Quand on demande à Piotr Beczala quels sont les cinq principaux jalons d’un parcours qui a pris ces dernières années une dimension internationale, le premier cité a pour nom Sena Jurinac. La soprano allemande disparue l’an passé sut à l’occasion d’une master classe à la fin des années 80 remettre l’apprenti ténor sur les bons rails : oublier Puccini, se concentrer sur Mozart. « Elle a sauvé ma vie de chanteur » explique sans biaiser Piotr Beczala. Né en 1966 dans un village de Pologne du Sud, il intègre par hasard à l’âge de 18 ans le chœur de Katowice, chef-lieu de la voïvodie de Silésie, sans intention de faire carrière, « pour changer des mathématiques et passer du bon temps avec mes camarades ». Le chef des chœurs – une femme – le remarque et lui conseille de devenir soliste. Pourquoi pas mais Piotr a grandi dans un milieu sans musique, ni opéra. Il lui faut tout apprendre : la technique, le solfège, les notes, l’harmonie. Est-il déjà ténor ? Dans sa tête assurément mais pas dans la voix. Il lui manque le sommet de la tessiture. A Weimar où il poursuit sa formation, il découvre l’art lyrique et entend pour la première fois au disque Pavarotti, Corelli et Wunderlich auquel il voue un culte définitif. Un film sur Gedda le renvoie à ses limites, ces fameuses notes aiguës qu’il ne possède pas encore.
Deuxième balise après Sena Jurinac : la rencontre en 1992 avec Dale Fundling qui aujourd’hui encore est son professeur de chant. « Mon libérateur », dit Piotr Bezala qui a le sens de la formule, « il a littéralement libéré ma voix, c’est grâce à lui que j’ai conquis le contre-ut », une note que suivant les principes de Luciano Pavarotti, Piotr Beczala s’interdit de dépasser : « Il y va purement et simplement de ma santé vocale ».
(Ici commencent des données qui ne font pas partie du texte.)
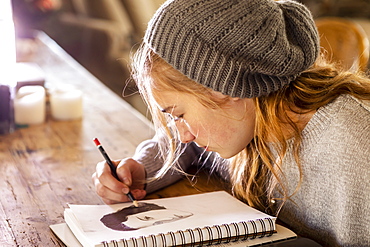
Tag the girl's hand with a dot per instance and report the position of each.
(132, 178)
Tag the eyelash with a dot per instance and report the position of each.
(181, 116)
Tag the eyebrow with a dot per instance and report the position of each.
(165, 110)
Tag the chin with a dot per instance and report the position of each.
(229, 155)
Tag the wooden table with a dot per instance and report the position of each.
(44, 167)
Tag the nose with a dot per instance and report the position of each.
(185, 134)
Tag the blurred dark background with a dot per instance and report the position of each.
(100, 34)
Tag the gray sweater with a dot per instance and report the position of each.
(332, 204)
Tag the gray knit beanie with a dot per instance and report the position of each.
(241, 48)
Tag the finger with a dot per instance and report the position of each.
(109, 196)
(131, 172)
(138, 194)
(105, 177)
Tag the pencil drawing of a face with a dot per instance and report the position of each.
(147, 214)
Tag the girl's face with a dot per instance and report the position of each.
(226, 131)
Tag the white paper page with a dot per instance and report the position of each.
(208, 209)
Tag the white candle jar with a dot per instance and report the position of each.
(29, 105)
(66, 103)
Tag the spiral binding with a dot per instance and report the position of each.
(207, 235)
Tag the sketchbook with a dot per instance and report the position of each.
(195, 220)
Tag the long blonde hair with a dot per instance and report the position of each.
(256, 171)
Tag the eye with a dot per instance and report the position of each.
(177, 118)
(145, 218)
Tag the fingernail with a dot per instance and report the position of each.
(126, 181)
(125, 190)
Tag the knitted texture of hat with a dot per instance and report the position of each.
(241, 48)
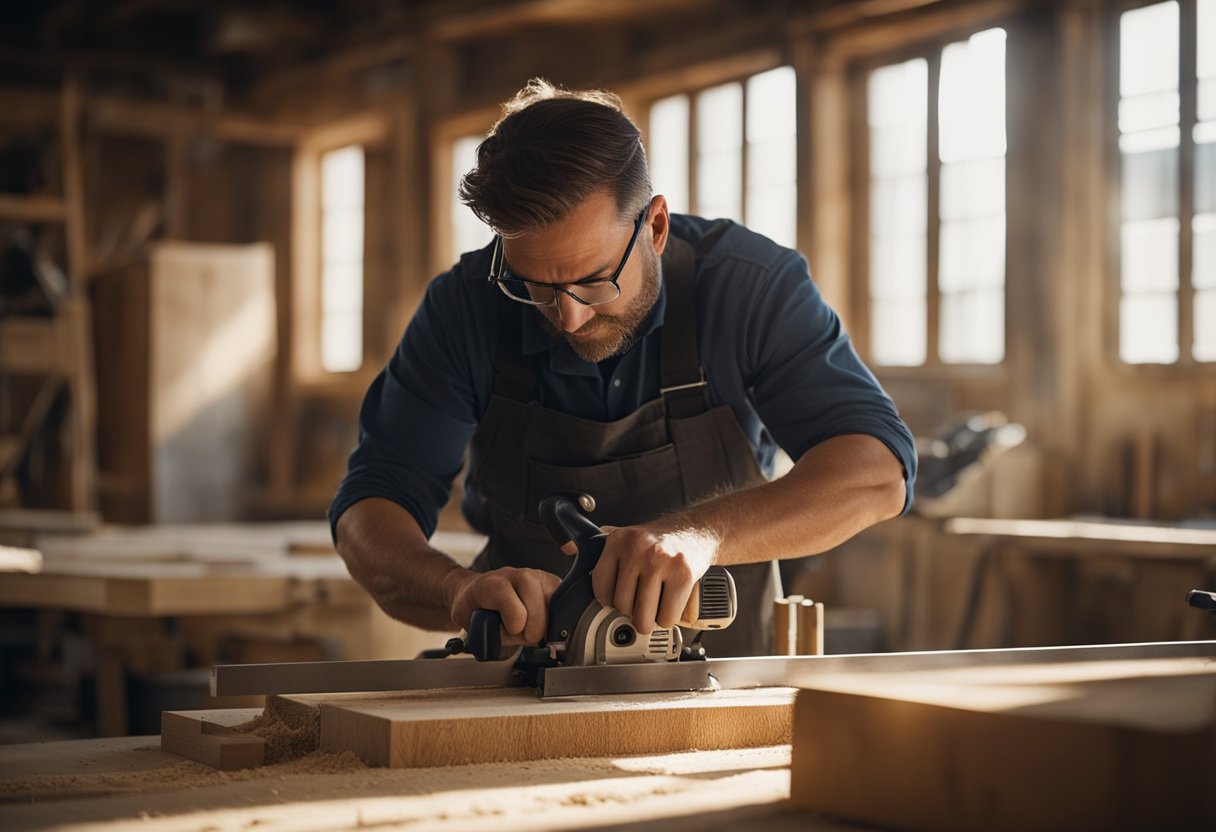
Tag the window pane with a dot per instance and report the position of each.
(1147, 112)
(898, 268)
(669, 151)
(1148, 329)
(1150, 184)
(898, 94)
(973, 189)
(1205, 326)
(1149, 256)
(898, 118)
(972, 327)
(1205, 174)
(771, 105)
(720, 118)
(898, 332)
(468, 232)
(342, 342)
(773, 213)
(899, 206)
(1206, 102)
(342, 287)
(970, 111)
(972, 254)
(1205, 57)
(1204, 260)
(1148, 49)
(342, 236)
(720, 152)
(342, 179)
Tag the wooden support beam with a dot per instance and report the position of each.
(18, 208)
(1032, 747)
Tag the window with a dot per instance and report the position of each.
(342, 259)
(1167, 225)
(936, 206)
(731, 151)
(468, 232)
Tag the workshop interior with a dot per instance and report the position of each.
(217, 220)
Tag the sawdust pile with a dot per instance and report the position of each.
(291, 735)
(288, 734)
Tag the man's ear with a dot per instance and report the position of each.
(659, 223)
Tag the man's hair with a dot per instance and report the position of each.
(550, 151)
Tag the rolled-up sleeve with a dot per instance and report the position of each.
(420, 412)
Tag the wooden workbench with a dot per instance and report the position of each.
(101, 783)
(163, 599)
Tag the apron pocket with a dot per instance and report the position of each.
(628, 490)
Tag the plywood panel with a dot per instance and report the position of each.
(1104, 745)
(446, 728)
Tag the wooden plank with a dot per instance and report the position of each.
(207, 737)
(18, 208)
(1104, 745)
(454, 728)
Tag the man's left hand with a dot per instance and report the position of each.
(648, 574)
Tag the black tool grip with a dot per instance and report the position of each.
(484, 637)
(562, 517)
(1202, 600)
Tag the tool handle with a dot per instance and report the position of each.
(484, 637)
(1202, 600)
(561, 513)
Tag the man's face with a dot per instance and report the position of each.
(590, 242)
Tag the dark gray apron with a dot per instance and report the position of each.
(670, 453)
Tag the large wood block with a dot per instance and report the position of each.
(1079, 746)
(455, 728)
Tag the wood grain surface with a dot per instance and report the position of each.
(445, 728)
(1102, 745)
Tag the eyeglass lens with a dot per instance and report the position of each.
(544, 296)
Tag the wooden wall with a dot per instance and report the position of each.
(1095, 447)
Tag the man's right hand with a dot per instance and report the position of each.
(519, 595)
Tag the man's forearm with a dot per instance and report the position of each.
(388, 555)
(837, 489)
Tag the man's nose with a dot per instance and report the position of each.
(573, 313)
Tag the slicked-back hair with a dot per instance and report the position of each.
(550, 151)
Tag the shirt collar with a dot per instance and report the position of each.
(561, 358)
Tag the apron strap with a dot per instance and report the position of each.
(682, 380)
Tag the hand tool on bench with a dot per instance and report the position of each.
(595, 650)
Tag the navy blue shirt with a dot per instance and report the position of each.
(770, 346)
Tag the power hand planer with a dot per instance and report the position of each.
(595, 650)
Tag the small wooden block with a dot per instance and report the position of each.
(454, 728)
(207, 737)
(1084, 746)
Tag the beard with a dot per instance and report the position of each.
(613, 335)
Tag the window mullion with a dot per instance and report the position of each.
(933, 224)
(1188, 28)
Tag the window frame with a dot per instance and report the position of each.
(371, 130)
(1186, 364)
(929, 49)
(640, 99)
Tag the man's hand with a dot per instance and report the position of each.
(648, 574)
(519, 595)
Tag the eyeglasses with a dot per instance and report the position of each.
(590, 291)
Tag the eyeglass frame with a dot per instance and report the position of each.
(499, 269)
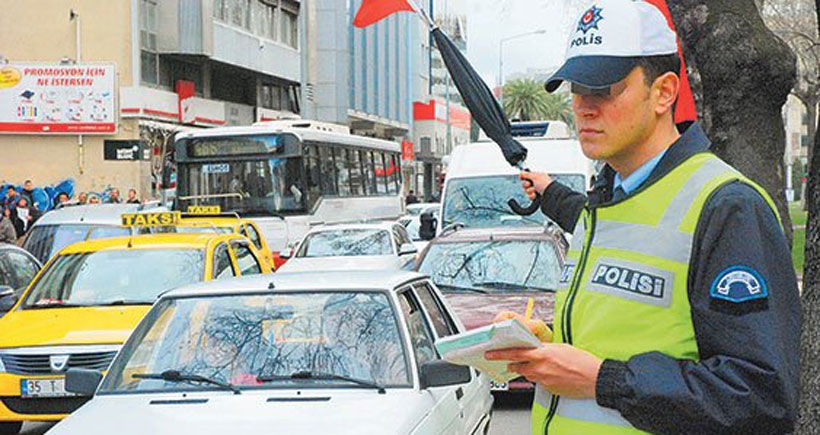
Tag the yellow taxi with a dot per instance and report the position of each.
(210, 217)
(83, 305)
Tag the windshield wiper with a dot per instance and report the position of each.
(462, 288)
(53, 304)
(125, 302)
(497, 285)
(176, 376)
(305, 374)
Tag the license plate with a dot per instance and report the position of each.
(495, 386)
(43, 388)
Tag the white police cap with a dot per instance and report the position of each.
(608, 39)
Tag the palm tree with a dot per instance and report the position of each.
(527, 100)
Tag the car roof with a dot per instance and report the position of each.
(300, 281)
(385, 225)
(148, 241)
(94, 214)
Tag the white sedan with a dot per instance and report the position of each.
(290, 353)
(372, 246)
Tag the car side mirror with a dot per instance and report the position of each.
(440, 373)
(427, 226)
(82, 381)
(408, 248)
(7, 298)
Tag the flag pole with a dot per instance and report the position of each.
(423, 14)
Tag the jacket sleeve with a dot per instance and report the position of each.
(748, 375)
(563, 205)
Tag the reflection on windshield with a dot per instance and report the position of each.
(250, 186)
(240, 339)
(106, 277)
(505, 266)
(481, 202)
(336, 243)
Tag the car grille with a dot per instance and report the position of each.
(39, 364)
(42, 406)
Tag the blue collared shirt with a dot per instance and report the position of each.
(634, 180)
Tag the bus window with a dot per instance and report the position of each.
(370, 173)
(342, 171)
(355, 169)
(381, 173)
(328, 171)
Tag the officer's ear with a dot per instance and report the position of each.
(664, 92)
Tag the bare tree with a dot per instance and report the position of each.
(809, 422)
(745, 76)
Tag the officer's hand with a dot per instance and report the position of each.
(534, 182)
(537, 327)
(560, 368)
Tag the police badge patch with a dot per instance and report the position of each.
(590, 20)
(739, 284)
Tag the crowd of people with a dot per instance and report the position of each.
(19, 210)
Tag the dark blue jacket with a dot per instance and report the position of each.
(747, 379)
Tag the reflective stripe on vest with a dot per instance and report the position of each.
(630, 284)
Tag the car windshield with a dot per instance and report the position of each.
(133, 276)
(500, 266)
(44, 241)
(350, 242)
(265, 341)
(481, 202)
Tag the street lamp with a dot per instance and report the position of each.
(501, 57)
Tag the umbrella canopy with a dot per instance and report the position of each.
(484, 108)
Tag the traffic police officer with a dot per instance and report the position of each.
(679, 311)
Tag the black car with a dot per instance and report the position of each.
(17, 269)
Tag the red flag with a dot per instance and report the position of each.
(685, 108)
(373, 11)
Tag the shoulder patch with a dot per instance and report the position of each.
(739, 284)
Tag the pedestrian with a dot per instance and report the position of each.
(132, 197)
(114, 196)
(11, 199)
(411, 198)
(28, 192)
(7, 232)
(678, 309)
(23, 217)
Troisième étape : Zurich en 1996 où il enchaine le même jour Belmonte (L’enlèvement au sérail) en matinée et Rinuccio (Gianni Schicchi) en soirée. Le lendemain il est convoqué dans le bureau du directeur et engagé sur le champ. Après avoir été pendant plusieurs années un membre permanent de la troupe, Piotr Becczala a conservé avec l’institution lyrique helvète des relations privilégiées. Il y chantera Gustavo (Riccardo) du Bal Masqué en mai puis Rodolfo (La Bohème) en juin. Riccardo, le rôle de son répertoire actuel qu’il trouve le plus difficile : « le plus long, le plus complexe, le plus tendu, le plus technique ». On a du mal à le croire à l’entendre balancer crânement « Di tu se fidele » d’une voix égale, les coudes sur la table, avec dans l’aigu ce rayonnement dont, depuis Pavarotti, on avait oublié l’éclat.
Si Piotr Beczala peut aujourd’hui se mesurer sans trop de coups férir au gouverneur de Boston, c’est grâce à Nello Santi, quatrième et avant-dernier repère de son odyssée lyrique. Avec le chef d’orchestre italien, le ténor perfectionne sa technique sur les bases de la meilleure tradition belcantiste. C’est d’ailleurs Nello Santi qui le dirigera en mai dans Le Bal Masqué zurichois. C’est également lui qui l’a aidé à dessiner ce Duc de Mantoue que découvrira Paris à la fin de la semaine, moins léger que séduisant. Beczala n’est pas le ténor gracieux que l’on entend parfois dans Rigoletto. Sans excès d’élégance, un rien plébéienne, la voix est suffisamment corsée pour faire du « Parmi veder le lagrime » autre chose qu’une bluette. On y entend la rage sourde du chasseur privé de sa proie. La ligne n’en pâtit pas pour autant. Chez Beczala, expression ne signifie pas relâchement ; le style prime sur l’effet. La cabalette ne s’embarrasse pas davantage de manières : simple, directe, efficace, sans aigu final (pas au-delà du contre-ut, on a dit). Voilà un duc avec du sex-appeal, viril sans être brutal, irrésistible.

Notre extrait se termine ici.